This information is for employers and trustees of defined benefit (DB) pension schemes who are considering whether to agree to an RAA.

We would only expect RAAs to be considered in circumstances where the scheme employers are facing potential insolvency.

We outline what an RAA is and when it can be considered. We set out the principles we expect to be met in respect of any RAA application made to us. The process for making an application is also described.

In addition, we make clear that in respect of agreements other than RAAs which produce a similar outcome to an RAA, we would expect our RAA principles to also be followed.

Published: September 2023

At a glance

  • An RAA allows an employer facing inevitable insolvency to detach itself from its DB pension scheme so it may continue trading.
  • Employers should rule out all other options before applying for an RAA.
  • We expect to be involved in discussions when restructuring options for the scheme are being considered by the scheme’s employer.
  • The trustees’ view is a crucial part of our consideration of any RAA proposal.

What is an RAA?

An RAA is an arrangement which allows an employer facing inevitable insolvency to detach itself from the liabilities of an under-funded DB scheme, so that the employer may continue to trade.

An RAA is an agreement where a financially distressed employer will apportion most of its liabilities to, typically, a new statutory employer called the FallCo. The FallCo is created specifically for this purpose. Under the agreement, which is entered into in accordance with the scheme’s trust deed and rules, the FallCo will then make an agreed payment to contribute toward its liabilities to the scheme.

The following events will then usually occur:

  • FallCo will cease its participation in the scheme, which will then trigger a debt under section 75 of the Pensions Act 1995 (a section 75 debt).
  • Since FallCo does not hold sufficient assets to pay the section 75 debt, it will become insolvent which will then cause the scheme to enter a PPF assessment period (where it is not already in one).
  • The employer’s section 75 debt that would be triggered goes unpaid.
  • The pension scheme enters a PPF assessment period (if not already in one) and, if underfunded on a PPF basis, may be assumed by the PPF.
  • The employer survives (in some form) to trade into the future. An RAA generally forms part of a broader corporate rescue plan.

When an RAA is an option

An RAA may only be entered into if certain conditions set out in The Occupational Pension Schemes (Employer Debt) Regulations 2005 (Regulation 7A(1)(a)(i)) are met. This means its use is limited to situations of severe financial distress experienced by a scheme’s employer(s).

An RAA must be approved by us and the PPF must not object to it. The vast majority of pension deficits are affordable to scheme employers. Where they experience material financial pressure with maintaining scheme funding, there are a number of flexibilities within the scheme funding regime which employers and trustees, with help from their advisers, are expected to first explore.
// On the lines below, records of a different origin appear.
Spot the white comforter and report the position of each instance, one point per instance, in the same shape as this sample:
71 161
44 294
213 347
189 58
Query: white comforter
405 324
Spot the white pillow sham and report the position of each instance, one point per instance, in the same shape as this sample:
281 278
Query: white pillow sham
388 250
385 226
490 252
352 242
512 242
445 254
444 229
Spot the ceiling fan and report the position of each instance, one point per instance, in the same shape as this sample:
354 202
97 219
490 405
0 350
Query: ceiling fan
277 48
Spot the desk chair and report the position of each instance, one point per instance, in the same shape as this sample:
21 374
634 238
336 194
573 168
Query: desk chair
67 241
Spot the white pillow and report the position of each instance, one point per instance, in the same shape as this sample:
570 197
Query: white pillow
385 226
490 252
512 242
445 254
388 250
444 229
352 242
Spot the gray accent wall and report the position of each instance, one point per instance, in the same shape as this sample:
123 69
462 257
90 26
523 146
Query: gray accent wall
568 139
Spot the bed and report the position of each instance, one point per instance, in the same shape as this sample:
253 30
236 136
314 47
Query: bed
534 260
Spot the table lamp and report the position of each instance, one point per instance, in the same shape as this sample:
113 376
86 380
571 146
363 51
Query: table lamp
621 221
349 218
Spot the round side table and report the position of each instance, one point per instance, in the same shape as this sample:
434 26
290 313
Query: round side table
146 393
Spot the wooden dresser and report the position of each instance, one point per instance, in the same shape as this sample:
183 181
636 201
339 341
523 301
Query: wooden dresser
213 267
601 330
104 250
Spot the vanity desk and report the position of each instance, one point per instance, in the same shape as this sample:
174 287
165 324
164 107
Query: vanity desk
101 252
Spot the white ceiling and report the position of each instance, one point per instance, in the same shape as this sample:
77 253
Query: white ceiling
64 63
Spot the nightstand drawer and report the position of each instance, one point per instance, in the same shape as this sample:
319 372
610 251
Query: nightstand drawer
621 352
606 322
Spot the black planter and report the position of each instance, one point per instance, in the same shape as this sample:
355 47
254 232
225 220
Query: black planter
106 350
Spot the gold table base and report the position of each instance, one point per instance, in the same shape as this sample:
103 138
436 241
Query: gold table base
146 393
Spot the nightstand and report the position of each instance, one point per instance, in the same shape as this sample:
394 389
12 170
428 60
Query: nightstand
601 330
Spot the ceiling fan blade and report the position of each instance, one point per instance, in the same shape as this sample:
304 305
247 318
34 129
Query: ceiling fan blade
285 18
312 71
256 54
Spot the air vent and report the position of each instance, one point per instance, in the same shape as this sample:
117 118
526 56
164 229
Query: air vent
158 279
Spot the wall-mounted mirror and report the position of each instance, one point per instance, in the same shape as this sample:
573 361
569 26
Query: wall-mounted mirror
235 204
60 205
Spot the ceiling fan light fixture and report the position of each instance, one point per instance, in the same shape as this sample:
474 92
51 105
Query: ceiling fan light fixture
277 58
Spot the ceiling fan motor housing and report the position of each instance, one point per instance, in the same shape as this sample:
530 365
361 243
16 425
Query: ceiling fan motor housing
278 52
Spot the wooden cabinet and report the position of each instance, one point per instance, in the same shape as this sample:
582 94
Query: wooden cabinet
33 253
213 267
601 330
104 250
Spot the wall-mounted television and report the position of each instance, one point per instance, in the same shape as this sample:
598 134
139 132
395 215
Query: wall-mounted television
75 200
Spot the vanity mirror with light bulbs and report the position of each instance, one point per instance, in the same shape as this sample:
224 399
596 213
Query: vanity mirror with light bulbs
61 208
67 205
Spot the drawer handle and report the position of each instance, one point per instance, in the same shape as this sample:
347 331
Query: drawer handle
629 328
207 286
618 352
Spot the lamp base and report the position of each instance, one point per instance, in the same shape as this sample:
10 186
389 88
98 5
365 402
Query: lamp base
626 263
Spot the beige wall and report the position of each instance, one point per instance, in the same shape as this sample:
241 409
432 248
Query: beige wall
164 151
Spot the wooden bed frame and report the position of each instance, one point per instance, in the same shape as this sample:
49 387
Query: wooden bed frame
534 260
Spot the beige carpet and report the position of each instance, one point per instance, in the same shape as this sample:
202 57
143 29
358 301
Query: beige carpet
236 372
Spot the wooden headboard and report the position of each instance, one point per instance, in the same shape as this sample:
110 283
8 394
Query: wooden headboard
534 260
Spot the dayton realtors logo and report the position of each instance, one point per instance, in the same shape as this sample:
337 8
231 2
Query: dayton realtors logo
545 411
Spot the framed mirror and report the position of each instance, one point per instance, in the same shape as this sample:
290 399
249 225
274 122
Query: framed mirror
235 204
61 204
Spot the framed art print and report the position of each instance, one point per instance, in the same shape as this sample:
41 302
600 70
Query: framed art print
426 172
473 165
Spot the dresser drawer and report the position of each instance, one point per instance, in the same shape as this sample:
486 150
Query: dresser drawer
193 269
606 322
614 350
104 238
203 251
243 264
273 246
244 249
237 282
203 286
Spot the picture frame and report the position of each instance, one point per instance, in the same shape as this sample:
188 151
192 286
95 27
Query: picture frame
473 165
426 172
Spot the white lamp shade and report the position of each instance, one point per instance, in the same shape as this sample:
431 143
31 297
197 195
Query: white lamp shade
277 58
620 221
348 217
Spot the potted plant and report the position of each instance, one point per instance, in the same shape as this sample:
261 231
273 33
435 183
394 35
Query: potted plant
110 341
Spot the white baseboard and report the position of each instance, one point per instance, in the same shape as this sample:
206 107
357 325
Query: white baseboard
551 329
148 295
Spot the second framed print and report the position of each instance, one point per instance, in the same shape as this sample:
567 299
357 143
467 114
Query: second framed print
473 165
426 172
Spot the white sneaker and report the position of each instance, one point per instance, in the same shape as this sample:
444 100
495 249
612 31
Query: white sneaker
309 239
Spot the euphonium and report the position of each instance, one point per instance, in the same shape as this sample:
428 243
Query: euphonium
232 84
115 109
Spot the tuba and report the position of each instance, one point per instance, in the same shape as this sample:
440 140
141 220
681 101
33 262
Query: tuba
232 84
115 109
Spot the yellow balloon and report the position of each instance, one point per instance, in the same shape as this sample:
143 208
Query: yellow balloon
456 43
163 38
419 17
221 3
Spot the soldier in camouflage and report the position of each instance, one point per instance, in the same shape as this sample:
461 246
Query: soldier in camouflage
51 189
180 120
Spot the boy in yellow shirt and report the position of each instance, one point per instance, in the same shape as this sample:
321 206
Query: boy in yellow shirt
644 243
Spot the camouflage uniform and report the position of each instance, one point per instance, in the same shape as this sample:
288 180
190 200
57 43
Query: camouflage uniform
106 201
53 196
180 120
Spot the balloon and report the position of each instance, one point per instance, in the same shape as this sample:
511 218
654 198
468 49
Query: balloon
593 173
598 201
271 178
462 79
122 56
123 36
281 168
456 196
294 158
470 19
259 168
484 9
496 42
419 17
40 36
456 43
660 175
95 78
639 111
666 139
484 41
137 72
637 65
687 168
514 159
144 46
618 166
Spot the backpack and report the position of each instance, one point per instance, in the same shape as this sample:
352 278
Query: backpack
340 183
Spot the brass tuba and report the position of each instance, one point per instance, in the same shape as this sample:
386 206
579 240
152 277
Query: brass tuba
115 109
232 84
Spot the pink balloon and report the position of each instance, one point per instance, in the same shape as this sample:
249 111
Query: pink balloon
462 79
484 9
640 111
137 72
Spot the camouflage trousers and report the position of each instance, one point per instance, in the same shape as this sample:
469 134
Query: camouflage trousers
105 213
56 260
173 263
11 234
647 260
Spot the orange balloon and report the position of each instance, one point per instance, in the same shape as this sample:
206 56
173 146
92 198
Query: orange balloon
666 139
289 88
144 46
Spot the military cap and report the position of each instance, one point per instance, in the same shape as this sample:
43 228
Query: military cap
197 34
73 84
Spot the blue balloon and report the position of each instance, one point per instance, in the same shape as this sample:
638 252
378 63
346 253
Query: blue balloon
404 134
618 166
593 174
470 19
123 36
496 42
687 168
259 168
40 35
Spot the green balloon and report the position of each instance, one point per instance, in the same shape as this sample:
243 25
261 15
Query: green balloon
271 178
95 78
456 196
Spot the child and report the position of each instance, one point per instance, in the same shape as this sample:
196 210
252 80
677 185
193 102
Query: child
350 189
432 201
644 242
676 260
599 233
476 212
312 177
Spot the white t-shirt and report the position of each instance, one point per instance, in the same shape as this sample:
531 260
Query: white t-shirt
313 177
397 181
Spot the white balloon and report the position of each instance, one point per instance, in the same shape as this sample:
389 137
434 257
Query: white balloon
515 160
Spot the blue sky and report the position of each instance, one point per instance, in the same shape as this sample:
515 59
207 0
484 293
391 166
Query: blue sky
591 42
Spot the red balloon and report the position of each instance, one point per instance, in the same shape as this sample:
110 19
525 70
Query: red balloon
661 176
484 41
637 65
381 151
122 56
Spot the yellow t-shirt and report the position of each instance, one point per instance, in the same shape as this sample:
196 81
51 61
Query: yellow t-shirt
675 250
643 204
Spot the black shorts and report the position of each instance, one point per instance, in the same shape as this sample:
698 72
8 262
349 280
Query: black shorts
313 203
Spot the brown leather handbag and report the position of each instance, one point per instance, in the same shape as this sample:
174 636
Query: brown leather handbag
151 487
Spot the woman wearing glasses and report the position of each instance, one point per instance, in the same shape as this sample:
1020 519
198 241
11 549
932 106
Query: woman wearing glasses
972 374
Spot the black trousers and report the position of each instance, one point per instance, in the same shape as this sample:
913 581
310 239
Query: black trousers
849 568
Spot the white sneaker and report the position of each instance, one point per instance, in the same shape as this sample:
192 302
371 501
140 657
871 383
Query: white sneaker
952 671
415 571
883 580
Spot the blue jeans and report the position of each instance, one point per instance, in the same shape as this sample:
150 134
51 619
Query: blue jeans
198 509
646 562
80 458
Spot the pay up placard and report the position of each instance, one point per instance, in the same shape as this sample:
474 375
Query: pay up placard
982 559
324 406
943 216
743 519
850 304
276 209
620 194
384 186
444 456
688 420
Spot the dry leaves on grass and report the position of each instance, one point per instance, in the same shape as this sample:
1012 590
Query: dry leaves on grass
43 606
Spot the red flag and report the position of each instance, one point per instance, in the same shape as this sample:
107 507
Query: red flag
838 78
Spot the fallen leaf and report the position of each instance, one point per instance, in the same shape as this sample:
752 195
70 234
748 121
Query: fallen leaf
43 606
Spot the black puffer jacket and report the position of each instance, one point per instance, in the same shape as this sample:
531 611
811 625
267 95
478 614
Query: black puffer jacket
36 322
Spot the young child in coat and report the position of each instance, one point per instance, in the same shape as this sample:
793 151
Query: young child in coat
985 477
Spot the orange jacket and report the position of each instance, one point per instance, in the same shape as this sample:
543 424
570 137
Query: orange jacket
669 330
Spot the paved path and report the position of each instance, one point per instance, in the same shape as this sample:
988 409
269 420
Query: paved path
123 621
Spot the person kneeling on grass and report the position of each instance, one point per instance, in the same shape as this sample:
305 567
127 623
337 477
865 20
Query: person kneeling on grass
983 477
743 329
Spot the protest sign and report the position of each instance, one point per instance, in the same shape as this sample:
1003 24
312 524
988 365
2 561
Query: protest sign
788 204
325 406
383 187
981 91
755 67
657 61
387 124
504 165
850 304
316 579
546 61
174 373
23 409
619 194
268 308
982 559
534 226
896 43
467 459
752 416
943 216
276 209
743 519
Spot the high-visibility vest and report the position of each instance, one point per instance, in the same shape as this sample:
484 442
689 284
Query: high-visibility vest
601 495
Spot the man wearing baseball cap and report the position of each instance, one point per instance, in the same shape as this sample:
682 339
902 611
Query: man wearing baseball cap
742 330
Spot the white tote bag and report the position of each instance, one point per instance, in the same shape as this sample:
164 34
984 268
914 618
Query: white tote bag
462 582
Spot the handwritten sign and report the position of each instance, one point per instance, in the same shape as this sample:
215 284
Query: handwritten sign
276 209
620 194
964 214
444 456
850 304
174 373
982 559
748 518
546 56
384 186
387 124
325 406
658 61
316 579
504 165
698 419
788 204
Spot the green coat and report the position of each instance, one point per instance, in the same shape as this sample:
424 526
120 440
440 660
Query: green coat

We will not approve an RAA lightly and all other options should be considered and ruled out before an application for an RAA is made.

How we decide: our principles and what we consider when an application is made

Our principles are a reflection of the unfairness that would be caused to members and PPF levy payers if employers were permitted to offload their scheme liabilities without providing appropriate value to the scheme or the PPF.

Provided there is evidence of consideration of our principles, we will consider any RAA proposal. We will take into account the wider circumstances of the employer(s), the scheme and other relevant stakeholders, for example an RAA may be one part of a restructuring of a whole corporate group.

In our experience, it is usual for our principles set out below to be relevant. We expect any application to describe and evidence how those principles are satisfied.

The employer’s insolvency is inevitable within the next 12 months

We would expect the application to describe all other options that have been considered and/or implemented (including funding options for the scheme) to avoid the employer’s insolvency.

We would also look to understand whether the insolvency has been engineered in any way and, if so, we may consider use of our anti-avoidance powers.

Examples of evidence

  • Trading and cash flow forecasts, with evidence of when liquidity becomes constrained and what the prospects are for rephasing/renegotiating payments.
  • Evidence that the company has sought renewed or alternative sources of financing.
  • Details of existing debt arrangements (particularly if a covenant breach is the potential trigger for an insolvency process).
  • Confirmation from shareholders that further funding will not be forthcoming.
  • Clarification of what the trigger for insolvency would be during the 12 month look-forward period.

The upfront cash consideration proposed is significantly greater than the recovery expected for the scheme in the case of the employer’s insolvency

Examples of evidence

  • Estimated outcome statement, entity priority model or equivalent analysis estimating what each creditor of the employer would receive on its insolvency.
  • Justification of each assumption used in that analysis.

A better outcome could not be attained for the scheme by other means, including through the use of our powers where relevant

With the assistance of professional advisers, we expect trustees to have analysed the circumstances surrounding the position of the scheme and the employer over the relevant period, to ascertain whether there are other, better, outcomes which are realistically achievable for the scheme.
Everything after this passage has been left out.